This quant comparison question looks seemingly difficult. Really. Quantity A and quantity B can't be solved exactly. But remember, in quant comparison questions, it may not be about solving for a or B, it may just be about moving if A or B can be greater. So let's look at the two constraints. It says X * y is negative.
And X * y ^2 is positive if X * y is negative. It just means that either X or Y must be negative because a negative times a positive is negative. Now the other constraint has X * y ^2 is positive, so we know that those multiplied together.
Is positive, is greater than 0, and those both must be positive, both parts must be positive, or both parts must be negative. So let's start off with considering that X is positive and Y is negative. If X were positive in the second constraint, we would have a positive number times a negative number squared, which is actually positive, so both parts would be positive.

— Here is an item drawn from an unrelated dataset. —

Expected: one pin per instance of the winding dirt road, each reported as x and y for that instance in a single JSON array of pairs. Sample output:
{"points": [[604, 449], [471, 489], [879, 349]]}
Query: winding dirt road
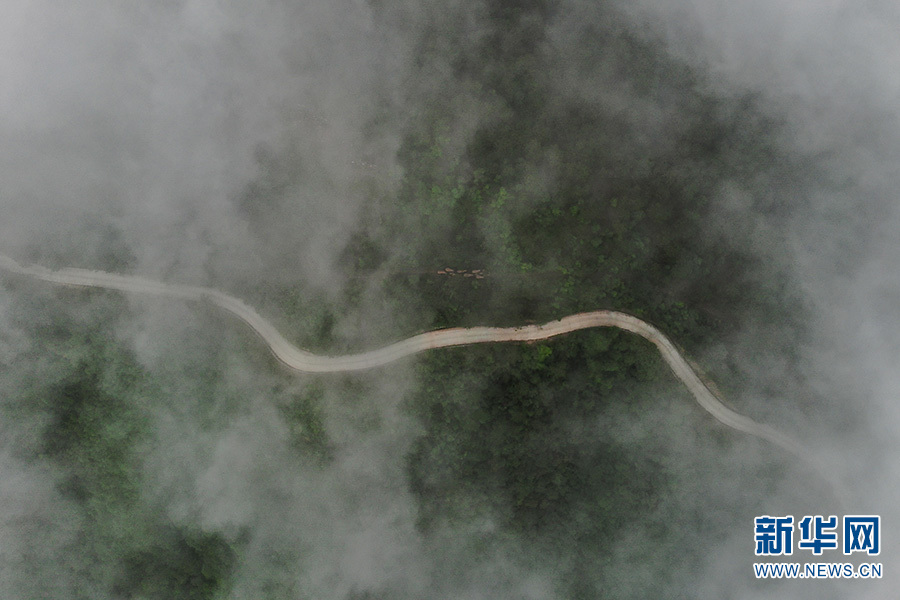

That would fulfill the constraint. So we have one situation where we know for sure X is positive, and let's try the other one just to make sure, where Y is positive and X is negative. If X were negative, we would have a negative number times y ^2, which is still positive. That's actually negative. Those two parts are opposite. X * y ^2 in that case would be negative, So that's not actually possible given this constraint, so.
We can actually know for a fact that X is positive and Y is negative because they must be opposites based on that first constraint. So if X is positive and Y is negative, we can solve for quantity B. Or we can determine something about quantity B if Y being -, y ^2 is still positive and X.
In the denominator doesn't really matter in considering if quantity B is positive or negative. So we actually have a positive over a positive that guarantees that quantity B is positive. Quantity A we already know from the first constraint is negative, so quantity B is positive and quantity A is negative. We can actually stop right there. We know for a fact that quantity B must be greater than quantity A.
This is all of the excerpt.